Schematic representation illustrating contact-facilitated drug delivery. Phospholipids and drug within the nanoparticles surfactant exchange with lipids of the target membrane through a convection process, rather than diffusion, as is common among other targeted systems. Copyright © 2004. Reprinted with permission from Lanza GM, Winter PM, et al. 2004. Magnetic resonance molecular imaging with nanoparticles. Journal of Nuclear Cardiology, 11:733–43.

Figure 10

In vitro targeting of FITC-labeled nanoparticles (white arrows) targeted to aνb3-integrin expressed by C-32 melanoma cells, which illustrate the delivery of FITC-labeled surfactant lipids into target cell membranes (yellow arrows). Scale bar = 2 microns. Copyright © 2004. Reprinted with permission from Lanza GM, Winter PM, et al. 2004. Magnetic resonance molecular imaging with nanoparticles. Journal of Nuclear Cardiology, 11:733–43.

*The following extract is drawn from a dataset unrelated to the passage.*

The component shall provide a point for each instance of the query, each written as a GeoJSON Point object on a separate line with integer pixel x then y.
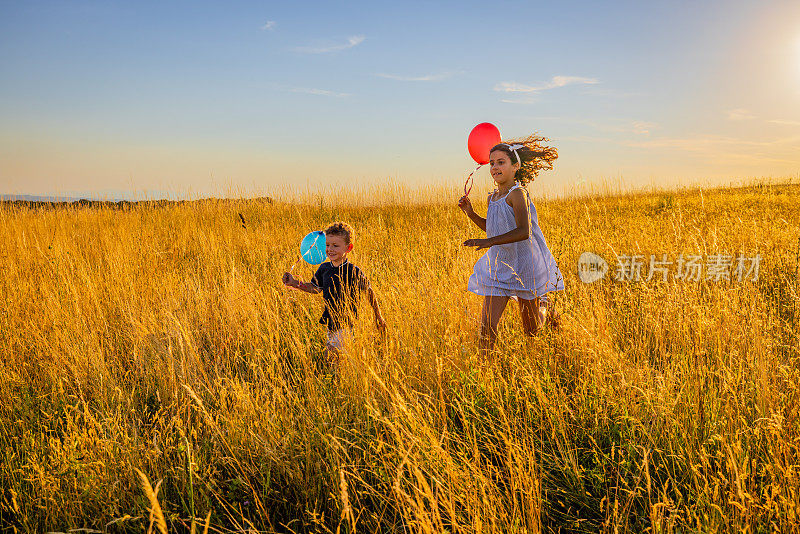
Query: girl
{"type": "Point", "coordinates": [518, 263]}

As an example, in vitro vascular smooth muscle cells were treated with tissue-factor targeted PFC nanoparticles containing 0, 0.2, or 2.0 mole % doxorubicin or paclitaxel or an equivalent amount of drug in buffer solution alone (Lanza, Yu et al 2002). With only targeting for 30 minutes, proliferation measured at 72 hours was inhibited. High resolution MR imaging with 4.7T revealed the image intensity of the targeted VSCM’s was 2-fold higher as compared with nontargeted cells. In addition, the fluorine signal amplitude at 0.47T was linearly correlated to the perfluorocarbon concentrations, which by direct inference could be related to nanoparticles number.

Conclusion

Ligand-directed liquid PFC nanoparticles are an extremely versatile imaging platform that permit noninvasive assessment of clinically important sparce biomarkers, such as integrins in angiogenesis as well as high density epitopes, such as fibrin. The unique properties of targeted nanoparticles present the opportunity to diagnose, deliver therapy and predict therapeutic response with a single platform. Furthermore, they allow image based serial monitoring. Their impact in the fields of cardiology and oncology are predicted to be profound.